Feature request: Notarize the MacOS binaries in the pipeline

[oscrx]

Notarize the MacOS binaries in the pipeline

When installing the Openshift Client on MacOS the Gatekeeper warns that the binary is untrusted and blocks it.
Users then have to go into the settings and overrule the block.
The process is pretty involved every update and may lead to users disabling safety features on their devices.

Related RedHat blog post about it by @DonSchenck

Suggested solution

Integrating this tool in the pipeline submits the binaries to Apple for verification (malware checks etc)
https://github.com/Bearer/gon

Requirements to fix this issue

• An Apple developer account
• Knowledge of the build process (upstream at RedHat?) (a.k.a. the magic that puts everything at mirror.openshift.com)

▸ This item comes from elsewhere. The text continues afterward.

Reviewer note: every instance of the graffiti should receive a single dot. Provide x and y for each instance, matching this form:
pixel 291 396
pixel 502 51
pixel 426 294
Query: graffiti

The steps users have to take if they don't want to disable security settings

1. oc get updated (by manual download of with Brew)
2. User tries to use it. (Or opens a new terminal and it gets used for shell completion)
3. A warning message appears and the user clicks Done

4. User opens System settings and finds the Security menu.
5. User resets/overrules the warning.

6. User tries to use oc again. Warning reappears.

7. User uses administrator/sudo rights to ignore the warning and stops being bothered until the next update.

[openshift-bot]

Issues go stale after 90d of inactivity.

Mark the issue as fresh by commenting /remove-lifecycle stale.
Stale issues rot after an additional 30d of inactivity and eventually close.
Exclude this issue from closing by commenting /lifecycle frozen.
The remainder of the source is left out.